Kıyı Boyunca Sulak Alanlar
Bitişik ABD’yi araştırın ve kıyılarda veya yakınında yaklaşık 40 milyon dönümlük sulak alan bulacaksınız. Bunların yüzde 81'i Güneydoğu'da. Mangrov bataklıkları, tatlı su bataklıkları ve tuz bataklıkları kıyı sulak alanlarının birkaçıdır. ABD Çevre Koruma Ajansı, ABD'nin doğu kısmındaki kıyı sulak alanlarının kendilerini geri alabileceklerinin iki katı hızla kaybolduğunu bildirmektedir.
Fırtınadan Koruma
Kıyı sulak alanları, fırtına dalgalanmalarının etkilerini azaltır ve fırtınalar sırasında iç kısımda kalan alanı korur. Bu fırtınalar ve sert rüzgârlar da kıyı sulak alanlarına zarar verir, onları enkazla doldurur ve sulak alanlarını parçalara ayırır. Deniz seviyesinin yükselmesi kıyı sulak alanlarını da etkileyebilir. Güney Carolina Tabii Kaynaklar Dairesi, kasırgaların sulak alanlara yavaş erozyon sağlayabileceklerini veya onları tortu ile doldurabileceklerini belirtmektedir.
Hidrolojideki Değişimler
Kırsal ve kentsel gelişim, insan gelişimi için esastır, ancak bu faaliyetler yakındaki sulak alanların hidrolojisini değiştirebilir. Hidroloji, suyun toprağa göre hareket etme biçimini ifade eder. İnşaat ve gelişme, suyun sulak alandan çekilmesine neden olabilir veya artan su akışı nedeniyle fazla suyun bir içine akmasına neden olabilir. Bu değişiklikler çoğunlukla tatlı sulak sulak alanlarda meydana gelmesine rağmen, kıyı sulak alanlarındaki bu tür stres önemlidir, çünkü ABD'deki insanların yüzde 50'sinden fazlası kıyı bölgelerinde yaşamaktadır.
Erozyon Sorunları
Kıyı sulak alanlarının yakınında yaşıyorsanız, erozyon gibi problemler görebilirsiniz. Sel baskınlarıyla birlikte erozyon, fırtınalar karaya çıktığında ve deniz seviyesi yükseldiğinde ortaya çıkabilir. Bu tür sulak alan problemleri, iklimdeki fırtınaların artmasına neden olan değişikliklerle yoğunlaşmaktadır. Kıyı zırhı, insanların kıyıları fiziksel yapılarla korudukları bir yöntemdir, kıyıdaki sedimanların doğal olarak hareket etmesinin kısıtlanması gibi olumsuz etkileri olabilir. Bu olduğunda, bazı deniz organizmaları yaşam alanlarını kaybeder.
İç sulak alanlar
Havza gibi yerlerde, göllerin çevresinde ve dereler ve nehirler boyunca farklı türlerde iç sulak alanlar ortaya çıkar. Alaska'daki insanlar tundra sulak alanlarının yakınında yaşayabilirken, Kuzeydoğu'da yaşayanların yakınlarda bataklıkları olabilir. İç sulak alanların çoğu, yılın sadece bir kısmı için suyu tutar. Ancak kurudukları zaman bile yaban hayatı için önemli habitatlardır.

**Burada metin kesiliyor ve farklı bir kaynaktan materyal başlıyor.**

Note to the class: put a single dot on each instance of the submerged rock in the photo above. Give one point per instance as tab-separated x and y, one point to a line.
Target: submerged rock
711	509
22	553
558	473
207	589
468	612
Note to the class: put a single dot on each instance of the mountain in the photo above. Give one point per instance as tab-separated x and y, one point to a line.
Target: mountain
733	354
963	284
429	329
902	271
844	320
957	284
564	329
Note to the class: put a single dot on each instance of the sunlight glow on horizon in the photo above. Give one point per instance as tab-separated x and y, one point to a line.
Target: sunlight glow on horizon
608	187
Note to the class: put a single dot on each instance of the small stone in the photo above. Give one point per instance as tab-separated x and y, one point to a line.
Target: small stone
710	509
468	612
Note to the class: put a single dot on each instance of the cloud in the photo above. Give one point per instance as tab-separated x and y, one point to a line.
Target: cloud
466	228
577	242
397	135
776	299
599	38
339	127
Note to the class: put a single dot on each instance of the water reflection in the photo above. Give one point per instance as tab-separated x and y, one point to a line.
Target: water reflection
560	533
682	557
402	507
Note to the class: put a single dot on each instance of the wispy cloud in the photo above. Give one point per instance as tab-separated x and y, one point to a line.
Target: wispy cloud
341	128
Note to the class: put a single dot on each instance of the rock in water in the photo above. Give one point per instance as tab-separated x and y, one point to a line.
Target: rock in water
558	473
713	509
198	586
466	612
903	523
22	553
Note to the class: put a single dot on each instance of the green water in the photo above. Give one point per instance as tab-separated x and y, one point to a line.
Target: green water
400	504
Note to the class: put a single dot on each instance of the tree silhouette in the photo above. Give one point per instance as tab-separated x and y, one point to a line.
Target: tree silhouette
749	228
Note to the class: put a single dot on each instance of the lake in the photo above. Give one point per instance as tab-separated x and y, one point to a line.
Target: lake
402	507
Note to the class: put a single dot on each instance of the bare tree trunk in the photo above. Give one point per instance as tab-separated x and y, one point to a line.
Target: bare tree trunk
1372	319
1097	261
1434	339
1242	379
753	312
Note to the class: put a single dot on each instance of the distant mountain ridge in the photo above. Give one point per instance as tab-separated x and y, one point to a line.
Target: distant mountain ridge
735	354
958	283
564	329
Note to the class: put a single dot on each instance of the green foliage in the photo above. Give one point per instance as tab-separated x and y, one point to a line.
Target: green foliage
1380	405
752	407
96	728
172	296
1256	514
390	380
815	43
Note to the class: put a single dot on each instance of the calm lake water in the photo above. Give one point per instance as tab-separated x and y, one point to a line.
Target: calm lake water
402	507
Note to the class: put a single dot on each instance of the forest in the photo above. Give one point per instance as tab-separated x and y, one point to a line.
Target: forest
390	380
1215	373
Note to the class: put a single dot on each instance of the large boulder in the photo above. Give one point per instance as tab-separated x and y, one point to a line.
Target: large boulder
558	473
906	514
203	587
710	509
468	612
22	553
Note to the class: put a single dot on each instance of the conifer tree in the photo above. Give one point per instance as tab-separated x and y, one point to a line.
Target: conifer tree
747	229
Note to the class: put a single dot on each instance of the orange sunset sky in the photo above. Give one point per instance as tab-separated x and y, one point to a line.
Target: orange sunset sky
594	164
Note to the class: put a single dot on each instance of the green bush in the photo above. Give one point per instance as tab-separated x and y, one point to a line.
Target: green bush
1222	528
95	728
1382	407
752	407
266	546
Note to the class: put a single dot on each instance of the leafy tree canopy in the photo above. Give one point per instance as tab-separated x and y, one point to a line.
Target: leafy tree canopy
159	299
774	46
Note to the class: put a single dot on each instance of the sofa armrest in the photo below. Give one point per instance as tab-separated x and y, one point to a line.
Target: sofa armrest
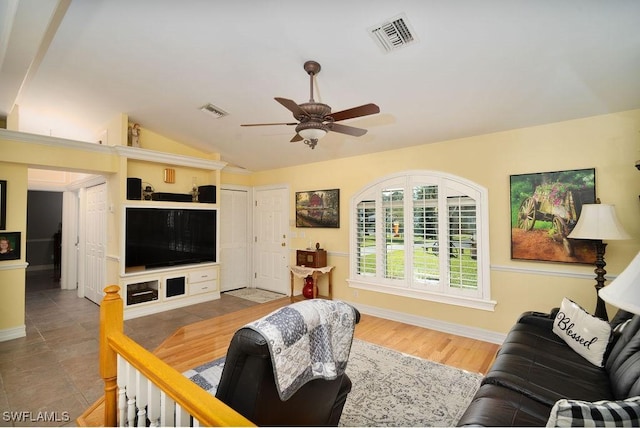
540	319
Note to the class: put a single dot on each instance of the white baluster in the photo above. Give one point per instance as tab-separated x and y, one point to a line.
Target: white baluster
167	410
153	409
183	419
131	395
141	399
122	391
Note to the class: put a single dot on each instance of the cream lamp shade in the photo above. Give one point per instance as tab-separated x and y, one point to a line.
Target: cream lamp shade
624	291
598	221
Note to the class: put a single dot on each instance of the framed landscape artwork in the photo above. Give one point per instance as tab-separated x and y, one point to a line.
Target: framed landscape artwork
318	208
9	245
545	208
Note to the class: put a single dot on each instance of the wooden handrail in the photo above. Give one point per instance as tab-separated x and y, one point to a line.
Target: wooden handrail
193	399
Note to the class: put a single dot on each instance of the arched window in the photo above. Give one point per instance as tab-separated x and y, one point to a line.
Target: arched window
422	234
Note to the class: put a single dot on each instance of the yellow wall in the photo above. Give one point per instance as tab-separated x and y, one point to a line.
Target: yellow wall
12	272
610	143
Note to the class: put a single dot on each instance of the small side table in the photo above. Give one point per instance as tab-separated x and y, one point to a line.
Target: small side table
315	273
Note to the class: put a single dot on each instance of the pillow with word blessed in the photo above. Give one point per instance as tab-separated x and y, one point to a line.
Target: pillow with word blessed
584	333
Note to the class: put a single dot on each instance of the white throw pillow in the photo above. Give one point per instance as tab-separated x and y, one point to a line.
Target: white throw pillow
584	333
576	413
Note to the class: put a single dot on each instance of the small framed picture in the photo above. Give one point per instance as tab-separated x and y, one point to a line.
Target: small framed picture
9	246
545	207
3	204
318	208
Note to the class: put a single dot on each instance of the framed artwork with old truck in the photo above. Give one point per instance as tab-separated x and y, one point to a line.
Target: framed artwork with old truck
9	245
545	207
318	208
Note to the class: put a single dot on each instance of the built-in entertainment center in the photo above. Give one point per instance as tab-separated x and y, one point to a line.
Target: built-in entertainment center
169	249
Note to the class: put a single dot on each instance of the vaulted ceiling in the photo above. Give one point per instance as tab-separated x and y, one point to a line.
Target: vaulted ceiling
473	67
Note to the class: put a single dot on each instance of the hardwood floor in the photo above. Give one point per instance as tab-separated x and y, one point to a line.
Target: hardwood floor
206	340
203	341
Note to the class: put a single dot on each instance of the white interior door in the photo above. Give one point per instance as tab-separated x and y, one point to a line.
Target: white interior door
234	239
94	242
271	241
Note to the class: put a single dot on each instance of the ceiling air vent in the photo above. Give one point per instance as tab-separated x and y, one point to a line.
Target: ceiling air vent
393	34
214	111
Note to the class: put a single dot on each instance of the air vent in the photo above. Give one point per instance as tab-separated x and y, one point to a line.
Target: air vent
393	34
214	111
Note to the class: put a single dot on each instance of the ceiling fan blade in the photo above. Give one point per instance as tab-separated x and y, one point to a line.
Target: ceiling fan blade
291	105
363	110
349	130
268	124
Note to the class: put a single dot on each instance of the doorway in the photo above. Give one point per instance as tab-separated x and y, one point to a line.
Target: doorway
271	239
44	240
235	233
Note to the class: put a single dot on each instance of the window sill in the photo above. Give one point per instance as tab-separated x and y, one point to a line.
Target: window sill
465	301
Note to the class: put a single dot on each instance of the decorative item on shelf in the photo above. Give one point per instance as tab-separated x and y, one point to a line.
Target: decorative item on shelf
194	190
169	175
317	258
207	194
147	192
598	222
623	292
308	289
133	136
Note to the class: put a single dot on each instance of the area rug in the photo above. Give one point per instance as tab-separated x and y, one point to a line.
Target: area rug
389	388
255	294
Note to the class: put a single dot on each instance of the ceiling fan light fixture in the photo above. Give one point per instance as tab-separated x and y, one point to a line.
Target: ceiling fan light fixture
312	133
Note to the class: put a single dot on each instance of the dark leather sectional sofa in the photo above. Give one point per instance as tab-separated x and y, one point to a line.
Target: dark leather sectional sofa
534	368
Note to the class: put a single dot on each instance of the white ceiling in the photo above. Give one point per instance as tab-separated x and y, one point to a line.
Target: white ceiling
477	67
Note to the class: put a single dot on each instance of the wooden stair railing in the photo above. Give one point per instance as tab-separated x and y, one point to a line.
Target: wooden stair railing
138	385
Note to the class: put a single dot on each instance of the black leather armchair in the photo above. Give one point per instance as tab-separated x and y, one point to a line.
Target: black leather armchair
247	385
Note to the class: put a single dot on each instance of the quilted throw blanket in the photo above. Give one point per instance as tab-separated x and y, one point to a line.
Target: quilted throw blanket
308	340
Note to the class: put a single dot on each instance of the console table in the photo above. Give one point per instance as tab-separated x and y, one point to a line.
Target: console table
315	273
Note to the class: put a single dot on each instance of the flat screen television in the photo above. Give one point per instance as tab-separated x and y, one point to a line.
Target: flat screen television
163	237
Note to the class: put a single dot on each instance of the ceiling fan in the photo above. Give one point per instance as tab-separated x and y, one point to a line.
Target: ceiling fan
315	119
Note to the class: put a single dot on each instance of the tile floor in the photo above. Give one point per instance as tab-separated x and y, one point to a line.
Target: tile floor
52	373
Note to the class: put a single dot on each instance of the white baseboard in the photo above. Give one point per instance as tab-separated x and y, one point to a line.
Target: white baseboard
433	324
13	333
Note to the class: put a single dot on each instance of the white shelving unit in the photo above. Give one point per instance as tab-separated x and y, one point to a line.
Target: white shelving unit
151	291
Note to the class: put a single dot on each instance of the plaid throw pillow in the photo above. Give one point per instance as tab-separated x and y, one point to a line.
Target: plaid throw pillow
576	413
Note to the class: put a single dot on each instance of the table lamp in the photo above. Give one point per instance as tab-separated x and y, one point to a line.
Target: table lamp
624	291
598	222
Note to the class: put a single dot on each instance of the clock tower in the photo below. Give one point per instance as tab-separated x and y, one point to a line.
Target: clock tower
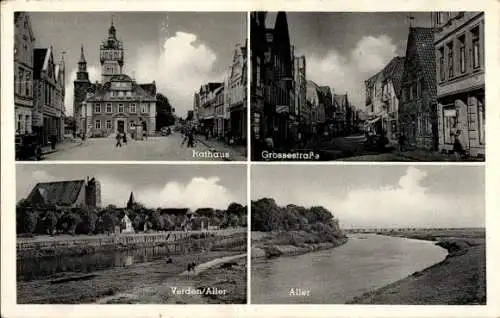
111	55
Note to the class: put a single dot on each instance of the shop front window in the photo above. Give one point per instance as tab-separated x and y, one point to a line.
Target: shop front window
450	123
481	119
475	48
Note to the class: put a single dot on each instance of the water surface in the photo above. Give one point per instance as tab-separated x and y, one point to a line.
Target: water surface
335	276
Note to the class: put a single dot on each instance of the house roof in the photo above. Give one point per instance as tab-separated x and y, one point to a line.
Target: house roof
424	44
394	72
325	90
340	100
142	91
60	192
150	88
39	56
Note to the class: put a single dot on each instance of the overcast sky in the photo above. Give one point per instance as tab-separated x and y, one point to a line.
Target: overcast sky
178	50
380	196
343	49
192	186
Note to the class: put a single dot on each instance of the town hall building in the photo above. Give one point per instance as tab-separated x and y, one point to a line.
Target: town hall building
118	103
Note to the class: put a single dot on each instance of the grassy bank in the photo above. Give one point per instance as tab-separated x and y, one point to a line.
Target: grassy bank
81	249
460	279
275	244
228	286
110	282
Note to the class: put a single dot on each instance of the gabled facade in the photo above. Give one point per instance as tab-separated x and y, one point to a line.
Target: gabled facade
218	104
24	42
300	108
237	94
282	80
313	102
48	90
257	75
418	106
206	109
382	99
459	50
67	193
342	114
116	105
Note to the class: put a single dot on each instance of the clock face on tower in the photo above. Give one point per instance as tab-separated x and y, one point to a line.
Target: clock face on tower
112	55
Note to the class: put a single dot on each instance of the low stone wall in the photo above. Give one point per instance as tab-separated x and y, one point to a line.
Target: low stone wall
104	240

İç Sulak Alanlar Sorunları
İç sulak alanlar, kıyı sulak alanlarında meydana gelenlere benzer taşkın sorunları yaşayabilir. İklim ve sıcaklık değişiklikleri, iç sulak alanların çalışma şeklini değiştirebilir ve peyzajdaki dağılımlarını değiştirebilir. Örneğin, iklim değişikliğinden kaynaklanan bir yağış artışı iç sulak alanlarda su basmasına neden olabilir. Bu tür problemler zararlıdır, çünkü iç su yolları, bazı bataklık gül bitkilerinin, ağaç ördeklerinin ve diğer yaşam türlerinin var olduğu yerlerdir. Bazı göçmen kuşlar üreme ve yuvalama için iç sulak alanları kullanır.
İç Hidroloji Değişiklikleri
İnsanlar evler veya binalar inşa ettikçe, inşaat malzemeleri sulak alanlara girebilir. İnşaat faaliyetleri ayrıca sulak alanları tahliye edebilir ve hidrolojilerini değiştirebilir. İnsanlar su akışını kısıtlayan yollar veya diğer bariyerler inşa ettiklerinde, bir iç sulak alan hidrolojisini değiştirebilirler. Örneğin, EPA taşkınları kontrol etmek için yapılan bir barajın Mississippi Nehri'nde hidroloji değişikliklerine neden olarak alanın sulak alanlarını kaybetmesine neden olduğunu açıklamaktadır.